Cet espoir d’accéder à l’éternité, à la perpétuité des générations,
au triomphe du bien sur le mal garant de l’équilibre cosmique, se matérialisa
par Isis, la forme la plus maternelle de la féminité, magicienne et
salvatrice à la fois, sans qui le monde ne peut survivre. Auparavant, très
rares furent les édifices cultuels qui lui avaient été consacrés.
Voici que
maintenant elle surpasse en importance toutes les autres formes divines ;
sa qualité d’épouse fidèle vigilante et de mère protectrice estompe
le rôle quasi primordial d’amante propre à maintenir l’éros de la nécessaire
procréation. Le grand temple de Philae est consacré à l’universelle
Isis, réveil du mort et mère de l’héritier. Autour du sanctuaire
surgissent d’autres constructions religieuses, compléments essentiels
d’un culte reposant sur la dévotion à cette déesse, source de toute félicité.
Les monuments ainsi rassemblés sur l’île expriment toute une théologie
et constituent une synthèse de la « machinerie » divine où
l’on retrouve les vestiges d’un enseignement millénaire. Le noyau
auquel se rattache le mythe est résumé dans la légende osirienne connue
dès l’époque des Textes des pyramides (fin de la Ve dynastie).

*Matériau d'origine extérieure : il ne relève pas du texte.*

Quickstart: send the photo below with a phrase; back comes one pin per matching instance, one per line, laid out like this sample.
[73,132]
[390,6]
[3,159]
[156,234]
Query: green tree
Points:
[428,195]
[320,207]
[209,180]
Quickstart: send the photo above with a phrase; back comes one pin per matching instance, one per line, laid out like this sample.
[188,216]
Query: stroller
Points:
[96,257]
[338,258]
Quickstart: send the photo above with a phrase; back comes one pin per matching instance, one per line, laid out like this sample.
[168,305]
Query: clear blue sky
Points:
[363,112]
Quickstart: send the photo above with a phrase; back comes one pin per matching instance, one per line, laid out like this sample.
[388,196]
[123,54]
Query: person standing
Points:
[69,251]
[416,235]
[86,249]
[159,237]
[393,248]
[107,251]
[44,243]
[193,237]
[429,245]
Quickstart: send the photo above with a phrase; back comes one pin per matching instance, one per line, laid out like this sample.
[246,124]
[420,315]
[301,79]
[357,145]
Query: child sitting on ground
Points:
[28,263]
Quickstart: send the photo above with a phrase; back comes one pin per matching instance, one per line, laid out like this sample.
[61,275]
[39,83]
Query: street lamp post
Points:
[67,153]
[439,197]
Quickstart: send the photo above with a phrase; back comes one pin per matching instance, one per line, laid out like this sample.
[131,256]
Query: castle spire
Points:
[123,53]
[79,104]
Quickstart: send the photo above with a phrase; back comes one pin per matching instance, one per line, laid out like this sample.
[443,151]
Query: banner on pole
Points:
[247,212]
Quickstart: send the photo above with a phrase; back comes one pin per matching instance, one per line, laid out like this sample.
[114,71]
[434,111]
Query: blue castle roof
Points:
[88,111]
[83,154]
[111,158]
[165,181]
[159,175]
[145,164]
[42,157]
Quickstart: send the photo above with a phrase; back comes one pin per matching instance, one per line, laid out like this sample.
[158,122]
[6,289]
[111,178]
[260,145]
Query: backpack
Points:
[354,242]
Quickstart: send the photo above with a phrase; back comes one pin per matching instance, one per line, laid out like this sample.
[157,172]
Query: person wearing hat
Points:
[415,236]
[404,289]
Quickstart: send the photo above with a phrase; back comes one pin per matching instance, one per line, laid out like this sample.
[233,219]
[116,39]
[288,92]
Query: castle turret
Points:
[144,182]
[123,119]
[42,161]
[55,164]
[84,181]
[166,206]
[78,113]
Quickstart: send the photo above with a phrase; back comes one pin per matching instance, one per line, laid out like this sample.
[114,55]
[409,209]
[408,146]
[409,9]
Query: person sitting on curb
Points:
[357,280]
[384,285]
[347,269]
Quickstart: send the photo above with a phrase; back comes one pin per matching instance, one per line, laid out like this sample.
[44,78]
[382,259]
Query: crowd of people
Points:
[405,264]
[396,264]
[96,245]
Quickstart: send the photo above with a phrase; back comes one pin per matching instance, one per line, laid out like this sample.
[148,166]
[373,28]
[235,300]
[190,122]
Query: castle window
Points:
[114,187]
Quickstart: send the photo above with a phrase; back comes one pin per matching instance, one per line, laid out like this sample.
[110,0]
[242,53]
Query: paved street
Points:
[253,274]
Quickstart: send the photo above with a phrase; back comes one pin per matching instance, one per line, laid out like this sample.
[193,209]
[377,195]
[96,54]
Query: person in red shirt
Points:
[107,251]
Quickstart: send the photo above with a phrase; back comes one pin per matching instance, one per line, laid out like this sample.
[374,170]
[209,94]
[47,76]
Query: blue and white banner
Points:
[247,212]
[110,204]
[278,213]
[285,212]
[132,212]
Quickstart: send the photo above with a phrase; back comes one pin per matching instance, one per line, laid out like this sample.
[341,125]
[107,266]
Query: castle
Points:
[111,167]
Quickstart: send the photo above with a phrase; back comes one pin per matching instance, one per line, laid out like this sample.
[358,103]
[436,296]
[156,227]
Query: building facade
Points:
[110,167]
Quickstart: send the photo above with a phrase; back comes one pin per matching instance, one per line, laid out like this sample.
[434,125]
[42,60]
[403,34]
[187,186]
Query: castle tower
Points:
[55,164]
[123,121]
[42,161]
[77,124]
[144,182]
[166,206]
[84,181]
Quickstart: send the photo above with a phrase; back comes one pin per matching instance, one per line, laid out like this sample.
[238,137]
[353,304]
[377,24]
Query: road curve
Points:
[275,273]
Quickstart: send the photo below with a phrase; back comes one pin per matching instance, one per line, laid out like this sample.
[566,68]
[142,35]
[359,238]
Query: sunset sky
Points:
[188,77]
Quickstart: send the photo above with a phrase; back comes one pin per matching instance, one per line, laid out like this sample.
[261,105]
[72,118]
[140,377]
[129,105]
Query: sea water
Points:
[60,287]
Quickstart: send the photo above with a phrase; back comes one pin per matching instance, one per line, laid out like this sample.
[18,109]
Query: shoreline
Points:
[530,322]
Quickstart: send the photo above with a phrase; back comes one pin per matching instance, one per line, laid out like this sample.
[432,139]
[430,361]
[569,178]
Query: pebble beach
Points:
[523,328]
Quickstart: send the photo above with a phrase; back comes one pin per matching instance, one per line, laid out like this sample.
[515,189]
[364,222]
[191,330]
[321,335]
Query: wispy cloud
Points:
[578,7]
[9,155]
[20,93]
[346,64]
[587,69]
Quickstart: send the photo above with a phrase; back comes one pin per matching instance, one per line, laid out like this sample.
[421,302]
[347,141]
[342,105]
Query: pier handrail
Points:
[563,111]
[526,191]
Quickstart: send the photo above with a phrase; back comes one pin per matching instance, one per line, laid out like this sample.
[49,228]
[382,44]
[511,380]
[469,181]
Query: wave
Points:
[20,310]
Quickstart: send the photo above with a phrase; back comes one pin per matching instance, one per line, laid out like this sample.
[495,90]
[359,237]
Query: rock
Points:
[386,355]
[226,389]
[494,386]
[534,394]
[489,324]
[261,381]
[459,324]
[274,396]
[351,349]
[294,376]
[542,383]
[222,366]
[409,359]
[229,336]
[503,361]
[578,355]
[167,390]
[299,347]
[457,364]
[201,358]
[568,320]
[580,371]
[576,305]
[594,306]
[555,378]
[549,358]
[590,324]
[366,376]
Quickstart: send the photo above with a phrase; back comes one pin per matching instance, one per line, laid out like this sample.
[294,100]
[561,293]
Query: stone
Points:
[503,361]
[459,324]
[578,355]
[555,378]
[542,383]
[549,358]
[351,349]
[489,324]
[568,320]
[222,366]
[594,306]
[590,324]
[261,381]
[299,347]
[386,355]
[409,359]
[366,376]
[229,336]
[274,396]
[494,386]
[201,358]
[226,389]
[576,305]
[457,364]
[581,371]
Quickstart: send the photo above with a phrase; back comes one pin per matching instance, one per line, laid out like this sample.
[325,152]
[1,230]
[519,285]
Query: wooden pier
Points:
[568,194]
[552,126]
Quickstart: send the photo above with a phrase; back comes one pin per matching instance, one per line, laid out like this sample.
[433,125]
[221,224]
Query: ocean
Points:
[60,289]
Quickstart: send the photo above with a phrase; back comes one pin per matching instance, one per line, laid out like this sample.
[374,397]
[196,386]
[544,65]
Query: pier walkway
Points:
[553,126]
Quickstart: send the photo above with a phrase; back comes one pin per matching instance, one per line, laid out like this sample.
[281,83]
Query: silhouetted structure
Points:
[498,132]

Bien plus tard, Plutarque réunit les épisodes très enrichis du grand
mystère initial qu’il ne fallait pas dévoiler. En voici les lignes
essentielles.
Le Démiurge,
hermaphrodite par essence, exprima et différencia les deux sexes qu’il
totalisait en lui, en créant la lumière, Shou, et l’air, Tefnet. À
leur tour, ces derniers firent apparaître le Ciel, Nout, et la terre, Geb,
qui mirent au monde Osiris, Isis, Seth et Nephtys appelés à connaître
les vicissitudes d’ici-bas. Le règne d’Osiris, incarnation du Bien,
aurait pu se dérouler dans la plus parfaite harmonie sans les attaques répétées
de son frère Seth, – la Perturbation nécessaire – qui finit par
mettre à mort Osiris en découpant son corps en seize morceaux jetés
ensuite dans le Nil. Isis, la veuve éplorée d’Osiris, transformée
momentanément en oiselle, survola le fleuve, repéra les fragments épars
de son époux et les enterra successivement près du lieu de leur découverte.
Pour désorienter son ennemi, en chaque lieu, elle reconstitua facticement
le corps en sa totalité et le déposa dans un sarcophage. La jambe gauche
fut inhumée dans l’île de Bigeh et c’est là qu’aux derniers temps
de l’histoire pharaonique, on reconnut la vraie sépulture du Dieu près
duquel un acacia – ou un tamaris – se mit à pousser.
L’essentiel
de la légende tient dans ce qu’Osiris, qui enseigna aux hommes l’art
de vivre, l’agriculture et qui, en compagnie de son épouse Isis,
symbolisait le ménage idéal, n’avait pas laissé d’héritier. Il
fallait donc que le Dieu fait homme survécût à son trépas pour assurer
la continuité de la vie. Voilà pourquoi Isis la magicienne, avec
l’aide de sa sœur Nephtys et en présence d’Anubis, façonna, avec
les éléments rassemblés du corps martyrisé, la première momie. Or le
membre viril avait été englouti dans le Nil par le poisson oxyrrhynque.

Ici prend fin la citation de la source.